# Critique on QH colt



## sarahb87 (Sep 1, 2013)

well thought id get a bit of feedback and Critique on my QH colt 3 and a half months old now (14 weeks) cutting bred colt planning on keeping him a colt and when old enough will be sent away to be cutting trained as well as campdrafted later on. Was considering maybe some halter as a youngster but I don't know these days the halter horses are pretty big (ie tall and just muscle packed ) so still not sure if it would be worth doing any if that. 




(little bit younger in below pic but its one of only a few I have with him standing reasonably square lol)


----------



## sarahb87 (Sep 1, 2013)

sorry for pic overload thought many pics many angles lol


----------



## Tryst (Feb 8, 2012)

He is cute (as are all babies ). Babies are notoriously difficult to assess do to growth and changes of various body parts at different rates). I like the shape of his hip. As a wee baby I liked his shoulder a lot, but it appears to be quite a bit more upright in the more recent photos (though none of those photos are quite straight on). I like how his neck is set on, - a bit higher than many stock horses, but it might be a bit high set for cutting (I am not an expert in that field and not sure what is preferred). Also he has a fairly thick throat latch and the topside and underside of his neck appear almost the same length which may effect how he carries it. One consistent fault that I do not think will change is that he is very straight through the hock.

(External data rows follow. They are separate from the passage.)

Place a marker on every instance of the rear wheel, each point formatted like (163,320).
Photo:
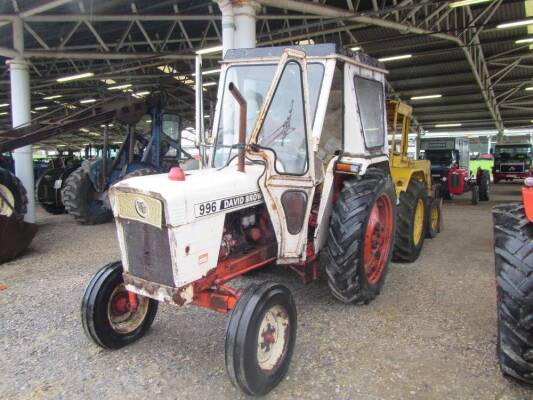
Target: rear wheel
(361,231)
(106,313)
(260,338)
(411,229)
(13,196)
(82,201)
(513,248)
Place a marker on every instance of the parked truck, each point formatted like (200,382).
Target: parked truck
(512,161)
(450,160)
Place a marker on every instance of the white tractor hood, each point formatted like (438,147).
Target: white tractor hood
(203,193)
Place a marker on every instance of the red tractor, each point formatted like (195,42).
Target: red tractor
(513,250)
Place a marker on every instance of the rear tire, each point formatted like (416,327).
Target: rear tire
(14,192)
(513,251)
(260,338)
(80,200)
(105,313)
(411,227)
(353,276)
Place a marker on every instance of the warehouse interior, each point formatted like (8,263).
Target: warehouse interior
(86,82)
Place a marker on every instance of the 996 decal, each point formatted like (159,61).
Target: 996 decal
(219,205)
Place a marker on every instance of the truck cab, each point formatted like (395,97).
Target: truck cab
(512,161)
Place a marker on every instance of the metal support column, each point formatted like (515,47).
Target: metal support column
(244,15)
(20,115)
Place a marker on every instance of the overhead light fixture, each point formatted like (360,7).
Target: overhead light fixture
(447,125)
(118,87)
(527,40)
(210,50)
(210,72)
(429,96)
(394,58)
(464,3)
(167,69)
(75,77)
(513,24)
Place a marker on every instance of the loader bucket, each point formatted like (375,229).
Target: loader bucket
(15,236)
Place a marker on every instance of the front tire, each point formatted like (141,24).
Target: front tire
(513,250)
(106,312)
(411,228)
(80,199)
(360,237)
(260,338)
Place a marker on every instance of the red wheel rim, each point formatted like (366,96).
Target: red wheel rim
(378,238)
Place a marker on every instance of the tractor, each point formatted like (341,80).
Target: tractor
(513,252)
(298,176)
(52,181)
(420,201)
(151,145)
(450,160)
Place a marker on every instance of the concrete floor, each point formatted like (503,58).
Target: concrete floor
(430,334)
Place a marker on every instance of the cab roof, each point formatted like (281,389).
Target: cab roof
(313,50)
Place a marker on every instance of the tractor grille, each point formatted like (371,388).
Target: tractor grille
(148,252)
(512,168)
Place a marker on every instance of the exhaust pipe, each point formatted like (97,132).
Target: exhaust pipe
(242,124)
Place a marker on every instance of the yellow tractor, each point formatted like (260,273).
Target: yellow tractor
(419,202)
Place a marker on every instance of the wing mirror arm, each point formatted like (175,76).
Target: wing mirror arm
(242,124)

I am glad to hear that he will be proving himself in a sport or two before you stand him at stud. For me the overly straight hocks would take him out of stallion contention, but I am very particular. I also know we have way more QH over here to choose from.


----------



## sarahb87 (Sep 1, 2013)

thanks for your opinion Tryst I appreciate it  yes I don't see any point in breeding a stallion who hasn't proven themselves especially when there are so many around that have proven themselves what would be the point of breeding with something that cant do what it was bred to do. I though there might be a bit you cant tell because of his age and changes just really wanted a bit of an opinion on general conformation so thanks again 
and just a couple more pics these are more in motion ones


----------



## EmilyJoy (Dec 30, 2011)

Very handsome! What's his pedigree?


----------



## JCnGrace (Apr 28, 2013)

He's already teaching himself the cutting crouch so you're on the way!


----------



## sarahb87 (Sep 1, 2013)

thanks  .well im from aus so don't know if pedigree is really know over in states. but he is by Tassa Lena who was imported from the states as a 2year old here to aus top cutting horse and leading sire of cutting and campdrafting horses here in aus sadly passed away last year though and no frozen semen available so this little guy will be one of the last of his foal crops. His dam ev red rose of texas (ROSE) is a granddaughter of the great Acres destiny and Fourtyniner Doc both well know QH sire here in aus, rose is also a proven campdrafter and cutter. 
heres Tassa Lena 

and again at 17

and mum (rose)


----------



## EmilyJoy (Dec 30, 2011)

Wow... He's going to be a _very _good horse. Grandson of Smart Little Lena


----------



## sarahb87 (Sep 1, 2013)

Thanks yes he has the blood there so hopefully has the ability he is very good on his feet i guess i shall see in a couple years if he has the talent.


----------



## MsLady (Apr 18, 2013)

I think you just need to send him to me 😂😂!!
_Posted via Mobile Device_


----------



## sarahb87 (Sep 1, 2013)

lol mslady if he is the next top cutter will ship him over to do some comps over there lol


----------



## Elana (Jan 28, 2011)

I don't do much foal critique.. but get this horse cutting when he is of age.. and keep him intact until you know what he is about!!! 

GREAT lines to be brought to Australia. And just* look at this picture*. If he has "cow" you really have something. His dam is a nice looking horse too. Sometimes you win.. and you might have here. I do not typically give a "real" conformation critique of babies so I won't.


----------